Darge became Menelik's senior advisor, always advising him to be prudent and patient in his dealings with the powers that be. Although Menelik claimed to be the next legitimate claimant to the Imperial throne, Darge brokered Menelik's acceptance of Wagshum Gobeze's assumption of the throne as Tekle Giyorgis II and the marriage of his own daughter Tisseme to the new Emperor's half-brother Haile Wolde Kiros. When Tekle Giyorgis II was deposed by Emperor Yohannes IV, again it was Darge who counseled Menelik to be patient and submit. As a result, Darge was universally respected by all the various feudal princelings and claimants in Ethiopia, and was held in very high regard by Emperor Yohannes in particular.

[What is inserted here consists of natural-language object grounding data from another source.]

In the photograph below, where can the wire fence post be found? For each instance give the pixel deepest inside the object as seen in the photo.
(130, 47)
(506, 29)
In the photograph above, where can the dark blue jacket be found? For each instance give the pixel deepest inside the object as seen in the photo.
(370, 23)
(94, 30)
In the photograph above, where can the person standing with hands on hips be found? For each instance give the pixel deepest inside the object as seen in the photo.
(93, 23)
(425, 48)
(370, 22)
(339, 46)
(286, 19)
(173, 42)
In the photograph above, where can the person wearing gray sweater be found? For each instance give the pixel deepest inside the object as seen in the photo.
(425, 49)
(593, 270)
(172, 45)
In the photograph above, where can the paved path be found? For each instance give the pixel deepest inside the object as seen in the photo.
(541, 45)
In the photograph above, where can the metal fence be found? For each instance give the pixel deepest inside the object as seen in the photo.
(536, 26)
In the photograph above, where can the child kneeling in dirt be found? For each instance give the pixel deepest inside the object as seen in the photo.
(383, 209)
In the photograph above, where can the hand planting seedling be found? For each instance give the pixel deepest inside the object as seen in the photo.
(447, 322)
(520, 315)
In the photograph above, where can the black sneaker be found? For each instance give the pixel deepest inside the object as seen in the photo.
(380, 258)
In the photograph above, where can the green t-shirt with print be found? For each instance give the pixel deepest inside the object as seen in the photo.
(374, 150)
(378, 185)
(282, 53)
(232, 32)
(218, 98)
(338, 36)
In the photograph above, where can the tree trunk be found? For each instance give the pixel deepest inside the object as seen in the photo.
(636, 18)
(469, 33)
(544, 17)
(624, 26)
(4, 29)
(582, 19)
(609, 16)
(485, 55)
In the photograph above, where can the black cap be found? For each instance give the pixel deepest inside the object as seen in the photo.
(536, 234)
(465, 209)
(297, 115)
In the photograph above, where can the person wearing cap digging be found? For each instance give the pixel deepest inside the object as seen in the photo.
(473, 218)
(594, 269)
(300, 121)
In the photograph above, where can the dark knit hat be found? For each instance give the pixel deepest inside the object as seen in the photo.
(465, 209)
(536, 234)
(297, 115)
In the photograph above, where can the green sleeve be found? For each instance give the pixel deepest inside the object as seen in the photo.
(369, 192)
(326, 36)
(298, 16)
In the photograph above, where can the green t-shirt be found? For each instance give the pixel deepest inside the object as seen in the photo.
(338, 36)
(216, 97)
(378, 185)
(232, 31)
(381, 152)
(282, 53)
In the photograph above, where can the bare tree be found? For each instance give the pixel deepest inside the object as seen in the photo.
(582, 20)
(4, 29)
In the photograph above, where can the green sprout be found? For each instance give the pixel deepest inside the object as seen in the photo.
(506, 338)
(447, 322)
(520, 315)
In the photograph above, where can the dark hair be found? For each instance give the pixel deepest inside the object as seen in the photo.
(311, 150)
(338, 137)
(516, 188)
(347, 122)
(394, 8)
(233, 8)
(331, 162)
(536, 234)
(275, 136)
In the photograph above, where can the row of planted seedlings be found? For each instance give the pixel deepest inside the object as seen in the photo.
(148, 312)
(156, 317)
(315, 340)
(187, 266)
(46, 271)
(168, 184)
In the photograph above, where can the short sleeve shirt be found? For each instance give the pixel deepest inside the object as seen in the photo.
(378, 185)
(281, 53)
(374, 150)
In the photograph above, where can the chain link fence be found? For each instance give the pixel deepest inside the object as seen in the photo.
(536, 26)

Considered the senior prince of the blood during the reign of his nephew as Emperor Menelik II, he was the only person in a position to scold the Emperor as a father would. He often acted as regent in the absence of Emperor Menelik. He was acting in the capacity when the Emperor was marching north to face the Italians at Adowa, when he received the stunning news that the Italians had brought his son Lij Gugsa Darge from his school in Switzerland with the intention of placing him on the imperial throne after they defeated Menelik. Ras Darge was enraged, and not only disowned his son but had his name struck from the Imperial family genealogy.

=== Death ===
Darge died of illness in March 1900 and was buried with pomp and ceremony at Debre Libanos.

== Descendants ==

He was the father of Dejazmach Desta Darge, Woizero Tisseme Darge, Fitawrari Shewareged Darge, Dejazmach Tessema Darge, Woizero Tsehaywork Darge, Woizero Askale Darge, Dejazmach Asfaw Darge, Lij Gugsa Darge and Lij Belw Darge The succession to Selale eventually passed on to his grandson Ras Kassa Haile Darge, son of Woizero Tisseme Darge.

Darge was the uncle of Emperor Menelik II of Ethiopia, Ras Makonnen Woldemikael governor of Harar, Ras Welde Giyorgis of Gondar, Fitawrari Takla Mariyam Haile Mikael, Dejazmach Mashasha Sayfu and several other notables.